La Chiesa è una comunità in cui ogni nostro peccato crea una ferita alla comunione dei santi: «questo vale soprattutto per alcuni peccati che “costituiscono, per il loro oggetto stesso, un’aggressione diretta al prossimo”» (4), assumendo un carattere sociale. «San Giovanni Paolo II ha spiegato che la ripetizione di questi peccati contro gli altri finisce molte volte per consolidare una “struttura di peccato” che influisce sullo sviluppo dei popoli. Ciò fa spesso parte di una mentalità dominante che considera normale o razionale quello che in realtà è solo egoismo e indifferenza. Tale fenomeno si può definire alienazione sociale: “È alienata la società che, nelle sue forme di organizzazione sociale, di produzione e di consumo, rende più difficile la realizzazione di questo dono ed il costituirsi di questa solidarietà interumana” (5). Non è solo una norma morale ciò che ci spinge a resistere a queste strutture sociali alienate, a metterle a nudo e a propiziare un dinamismo sociale che ripristini e costruisca il bene, ma è la stessa “conversione del cuore” che “impone l’obbligo” (6) di riparare tali strutture. È la nostra risposta al Cuore amante di Gesù Cristo che ci insegna ad amare» (n. 183).

Essendo la Chiesa la comunione dei santi — defunti e fedeli viventi in grazia di Dio —, essa opera per ricostruire la società dell’amore, cioè secondo il piano di Dio. Oggi ci troviamo di fronte a una società disfatta, piena di rancore, di rabbia, di desiderio di rivalsa, di odio dell’uomo contro l’uomo, come i tanti conflitti in atto a livello internazionale mostrano chiaramente. Non solo nella guerra, ma anche nella vita delle nostre città, dei nostri quartieri e dei nostri condomìni, delle nostre famiglie, il rispetto e la pazienza lasciano troppo spesso e facilmente posto alla lite. Viviamo da anni in una condizione di «coriandoli», cioè di individui che vivono l’uno accanto all’al­tro, ma senza incontrarsi, senza unirsi e per di più «rancorosi», come descrive gli italiani il Rapporto Censis del 2017 (7). E come l’Italia il mondo intero. 

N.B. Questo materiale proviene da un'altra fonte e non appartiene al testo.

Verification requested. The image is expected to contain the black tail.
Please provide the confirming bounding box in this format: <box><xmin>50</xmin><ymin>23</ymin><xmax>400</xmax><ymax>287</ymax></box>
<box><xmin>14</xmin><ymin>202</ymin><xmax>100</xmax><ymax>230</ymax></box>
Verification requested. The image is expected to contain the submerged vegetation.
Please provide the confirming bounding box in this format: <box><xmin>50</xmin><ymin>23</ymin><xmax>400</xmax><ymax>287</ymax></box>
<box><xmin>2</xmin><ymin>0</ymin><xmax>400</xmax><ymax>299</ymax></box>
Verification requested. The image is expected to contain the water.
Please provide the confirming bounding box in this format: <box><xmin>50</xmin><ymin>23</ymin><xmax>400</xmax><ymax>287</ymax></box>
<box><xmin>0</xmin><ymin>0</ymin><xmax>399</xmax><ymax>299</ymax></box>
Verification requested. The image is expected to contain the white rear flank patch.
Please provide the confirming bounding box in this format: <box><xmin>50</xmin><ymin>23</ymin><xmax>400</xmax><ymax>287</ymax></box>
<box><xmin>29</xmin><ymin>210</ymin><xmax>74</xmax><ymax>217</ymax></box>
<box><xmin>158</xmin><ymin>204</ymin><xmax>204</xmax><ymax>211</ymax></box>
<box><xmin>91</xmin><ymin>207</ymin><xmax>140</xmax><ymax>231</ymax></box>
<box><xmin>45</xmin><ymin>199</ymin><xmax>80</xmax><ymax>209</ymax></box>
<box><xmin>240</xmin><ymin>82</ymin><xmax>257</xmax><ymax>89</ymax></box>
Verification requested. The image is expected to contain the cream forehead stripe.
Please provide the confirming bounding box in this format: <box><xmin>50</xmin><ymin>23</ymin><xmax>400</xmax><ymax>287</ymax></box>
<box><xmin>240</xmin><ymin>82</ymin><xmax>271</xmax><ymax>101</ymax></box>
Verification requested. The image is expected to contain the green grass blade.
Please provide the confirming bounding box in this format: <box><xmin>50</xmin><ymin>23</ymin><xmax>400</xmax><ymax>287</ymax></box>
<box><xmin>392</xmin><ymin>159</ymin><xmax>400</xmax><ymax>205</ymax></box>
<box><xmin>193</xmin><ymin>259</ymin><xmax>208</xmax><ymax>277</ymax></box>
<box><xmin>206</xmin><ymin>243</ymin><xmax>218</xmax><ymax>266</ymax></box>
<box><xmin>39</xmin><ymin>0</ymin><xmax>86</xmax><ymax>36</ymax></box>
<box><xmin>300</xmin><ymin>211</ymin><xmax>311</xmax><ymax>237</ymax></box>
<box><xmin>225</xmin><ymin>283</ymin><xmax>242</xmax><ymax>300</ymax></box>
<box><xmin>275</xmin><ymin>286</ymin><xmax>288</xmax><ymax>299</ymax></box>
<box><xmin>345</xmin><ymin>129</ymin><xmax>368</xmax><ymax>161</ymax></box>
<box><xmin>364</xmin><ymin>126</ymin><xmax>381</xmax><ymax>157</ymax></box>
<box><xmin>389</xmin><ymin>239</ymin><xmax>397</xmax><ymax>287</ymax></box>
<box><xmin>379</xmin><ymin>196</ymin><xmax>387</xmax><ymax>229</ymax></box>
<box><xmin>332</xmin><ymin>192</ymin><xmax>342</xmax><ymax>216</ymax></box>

A fronte di questa situazione il Santo Padre invita ad attingere dal Sacro Cuore l’amore e la linfa vitale per riemergere dalla crisi, per ricucire i rapporti umani. Solo l’amore, ricevuto da Gesù e donato agli uomini, può sanare le ferite profonde del tessuto sociale e rigenerarne di nuovo. L’amore trinitario esonda dal Sacro Cuore e ci rende partecipi di questo immenso patrimonio che, se accolto, diventa diffusivum sui.

Infatti, «il Mistero pasquale di Cristo […] e tutto ciò che Cristo è, tutto ciò che ha compiuto e sofferto per tutti gli uomini, partecipa dell’e­ternità divina e perciò abbraccia tutti i tempi e in essi è reso presente» (n. 193) (8). Il sacrificio salvifico di Cristo è assoluto ma ha bisogno della nostra collaborazione, Egli nulla può di fronte al nostro rifiuto del Suo amore. «Questo è tanto reale che il nostro rifiuto lo ferma in tale impulso di donazione, così come la nostra fiducia e l’offerta di noi stessi apre uno spazio, offre un canale libero da ostacoli all’effu­sione del suo amore. Il nostro rifiuto o la nostra indifferenza limitano gli effetti della sua potenza e la fecondità del suo amore in noi» (ibidem).

Nostro dovere è far innamorare il mondo di Cristo e ciò è possibile quando la proposta cristiana è testimoniata integralmente, non solo attraverso il rito o il sentimento, ma neanche solamente attraverso l’attivismo sociale: dev’essere invece una proposta integrale al cui centro vi è una persona, Cristo. E, se la devozione al Sacro Cuore ha una dimensione di riparazione sociale, diventa immediatamente un’opera missionaria. La salvezza degli uomini ha bisogno di missionari innamorati non solo del «fare» ma soprattutto di Cristo, che sappiano far innamorare il loro prossimo perché, conclude Papa Francesco, «oggi tutto si compra e si paga, e sembra che il senso stesso della dignità dipenda da cose che si ottengono con il potere del denaro. Siamo spinti solo ad accumulare, consumare e distrarci, imprigionati da un sistema degradante che non ci permette di guardare oltre i nostri bisogni immediati e meschini. L’amo­re di Cristo è fuori da questo ingranaggio perverso e Lui solo può liberarci da questa febbre in cui non c’è più spazio per un amore gratuito. Egli è in grado di dare un cuore a questa terra e di reinventare l’amore laddove pensiamo che la capacità di amare sia morta per sempre» (n. 218). 

«Cuor di Gesù, che tutto sai, che tutto puoi, che tutto vedi, Cuor di Gesù provvedi», è una breve preghiera che mi hanno insegnato mia nonna e mia madre e che ho trasmesso ai miei figli, un condensato di saggezza popolare che vede nel Cuore di Gesù il punto di riferimento e l’abban­dono fiducioso al Suo infinito amore. In fondo ripetiamo incessantemente «Cor Jesu adveniat Regnum Tuum, adveniat per Mariam», perché Maria è la prima che ha potuto far battere il suo cuore all’unisono con quello di Gesù e solo Lei è maestra su questa via.

Silvia Scaranari

Note:

1) Cfr. Francesco, Lettera enciclica «Dilexit nos» sull’amore umano e divino del Cuore di Gesù Cristo, del 24-10-2024. Tutti i riferimenti fra parentesi nel testo rimandano a questo documento.

2) Catechismo della Chiesa Cattolica, n. 752.

3) San Giovanni Paolo II, Esortazione apostolica postsinodale «Reconciliatio et Paenitentia», 2-12-1984, n. 16.

4) Ibid. per il riferimento interno.

5) Lettera enciclica «Sollicitudo rei socialis» nel ventesimo anniversario della «Populorum progressio», 30-12-1987), n. 36; Lettera enciclica «Centesimus annus» nel centenario della «Rerum novarum», 1°-5-1991, n. 41.

6) Il riferimento interno è al Catechismo della Chiesa Cattolica, n. 1888.

7) Cfr. 51° Rapporto Annuale del Censis sulla situazione sociale del Paese, nel sito web <https://www.censis.it/rapporto-annuale/51%C2%B0-rapporto-sulla-situazione-sociale-del-paese2017>, consultato il 31-12-2024.

8) Il riferimento interno è al Catechismo della Chiesa Cattolica, n. 1085.